Land of the Pharaohs film
Fonte: learnpyramids.com

Per certi versi, sì. Come abbiamo detto, ci fu solo un’altra campagna di ricerca che però non apportò significative novità alle scoperte di Barsanti. Nel 1955 il grande corridoio di Zawyet el-Aryn apparve a tutti nella sua magnificenza in una produzione cinematografica, “La Regina delle Piramidi” (titolo originale, “The Land of the Pharaohs”, 1955). Dalle immagini del film puoi farti un’idea esatta dell’imponenza di quella costruzione, di cui ad oggi non sappiamo la destinazione d’uso. Per Barsanti poteva trattarsi di una mastaba, per altri era una piramide. Oggi nessuno può indagare oltre, perché l’area è chiusa al pubblico e si pensa che il corridoio sia di nuovo riempito da detriti e rovine.

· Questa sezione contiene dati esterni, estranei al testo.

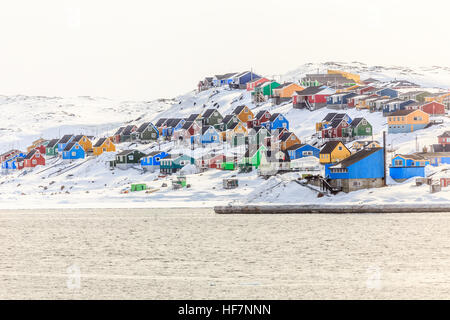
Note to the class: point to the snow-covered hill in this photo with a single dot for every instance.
(90, 183)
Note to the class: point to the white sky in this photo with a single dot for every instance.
(141, 49)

Sembra strano però che un sito di così grande interesse sia stato abbandonato a se stesso. Possibile che nessuno più abbia voluto portare avanti il lavoro di Barsanti, che era più che convinto che il meglio dovesse ancora arrivare? Forse qualcuno ha continuato i suoi scavi? Oppure no, perché ha paura di quello che potrebbe trovare?

Cosa si nasconde davvero a Zawyet el-Aryn

Atlantide piramidi
Fonte: nilefm.com

Tante domande e pochissime risposte, e le poche che abbiamo appaiono insufficienti. Una volta di più, dobbiamo ammettere che l’Antico Egitto ci ha consegnato più misteri che certezze. Possiamo fare però qualche altra ipotesi su quello che si nasconde nel sottosuolo di Zawyet el-Aryan, alla luce di tante congetture avanzate nel corso degli anni su questa e altre anomalie riportate alla luce da scavi archeologici. Se si prende per buona l’ipotesi che nemmeno le grandi piramidi di Giza fossero sepolture, ma servissero ad altro, potremmo trovare a Zawyet el-Aryan un altro pezzo del puzzle.

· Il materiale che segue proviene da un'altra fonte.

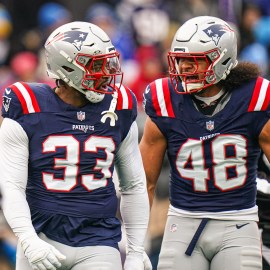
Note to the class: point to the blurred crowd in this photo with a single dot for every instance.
(142, 31)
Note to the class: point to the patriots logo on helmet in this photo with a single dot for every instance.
(74, 37)
(216, 32)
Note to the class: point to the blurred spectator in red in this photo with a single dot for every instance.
(24, 65)
(150, 68)
(104, 16)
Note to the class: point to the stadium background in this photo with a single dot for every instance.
(142, 31)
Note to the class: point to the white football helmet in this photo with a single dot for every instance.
(82, 55)
(202, 38)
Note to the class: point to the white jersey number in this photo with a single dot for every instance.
(71, 161)
(192, 153)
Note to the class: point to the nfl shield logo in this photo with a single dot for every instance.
(81, 115)
(210, 125)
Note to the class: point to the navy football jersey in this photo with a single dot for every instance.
(71, 161)
(213, 159)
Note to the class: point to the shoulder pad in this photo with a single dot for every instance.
(157, 99)
(19, 99)
(260, 99)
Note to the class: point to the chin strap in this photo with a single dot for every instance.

I sostenitori dell’esistenza di Atlantide credono che questo popolo aveva costruito sull’intero pianeta un reticolo di strutture in grado di produrre un qualche tipo di energia. Forse sfruttava il magnetismo della terra, forse i flussi di acqua sotterranei. Forse quell’energia sfuggì di mano, ad un certo punto, e ciò causò la fine di Atlantide. La grande fossa di Zawyet el-Aryan potrebbe far parte di questo circuito, e così il suo enigmatico sarcofago ovale. No, non ci sono prove per dimostrare con certezza che le cose stiano in questo modo: ma non ce ne sono molte nemmeno per dire che il sito fosse una piramide non finita.

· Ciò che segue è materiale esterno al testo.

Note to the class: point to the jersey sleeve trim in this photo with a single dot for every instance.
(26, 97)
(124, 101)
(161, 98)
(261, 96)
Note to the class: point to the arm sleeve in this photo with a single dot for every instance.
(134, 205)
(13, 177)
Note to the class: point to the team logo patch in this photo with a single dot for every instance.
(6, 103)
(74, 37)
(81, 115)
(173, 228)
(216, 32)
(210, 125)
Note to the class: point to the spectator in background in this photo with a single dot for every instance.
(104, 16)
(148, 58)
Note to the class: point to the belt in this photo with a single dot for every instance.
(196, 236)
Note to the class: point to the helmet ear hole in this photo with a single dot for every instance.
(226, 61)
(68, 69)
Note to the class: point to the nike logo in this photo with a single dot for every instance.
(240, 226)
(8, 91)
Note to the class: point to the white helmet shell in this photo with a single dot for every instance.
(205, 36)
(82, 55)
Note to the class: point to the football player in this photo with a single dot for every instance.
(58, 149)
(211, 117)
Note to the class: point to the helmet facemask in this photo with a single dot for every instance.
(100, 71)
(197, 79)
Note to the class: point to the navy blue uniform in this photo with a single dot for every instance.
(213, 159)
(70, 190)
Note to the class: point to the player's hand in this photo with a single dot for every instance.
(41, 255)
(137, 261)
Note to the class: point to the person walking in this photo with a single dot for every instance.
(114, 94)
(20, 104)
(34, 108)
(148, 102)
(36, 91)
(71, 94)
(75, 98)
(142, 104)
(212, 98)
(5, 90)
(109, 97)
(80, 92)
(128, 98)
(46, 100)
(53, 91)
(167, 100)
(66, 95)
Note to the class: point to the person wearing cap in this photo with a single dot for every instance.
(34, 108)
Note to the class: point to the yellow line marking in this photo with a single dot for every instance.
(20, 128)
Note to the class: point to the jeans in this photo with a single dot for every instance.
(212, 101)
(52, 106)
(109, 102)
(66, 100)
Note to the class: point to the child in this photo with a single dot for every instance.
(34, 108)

Di contro, però, ci sono gli indizi, tanti, disseminati un po’ ovunque, che parlano di un’altra storia. In questa storia ci sono uomini giganti, capaci di smovere massi enormi con la forza del magnetismo o delle vibrazioni sonore. Navigavano lontano, forse conoscevano un’energia simile a quella atomica. Hanno lasciato costruzioni enormi, la cui vera natura è stata dimenticata con il tempo. E forse là, sotto Zawyet el-Aryan, si cela molto più di un mero indizio, ma una prova che potrebbe definitivamente dare una risposta ai nostri tanti, insolvibili quesiti sul passato dell’Umanità.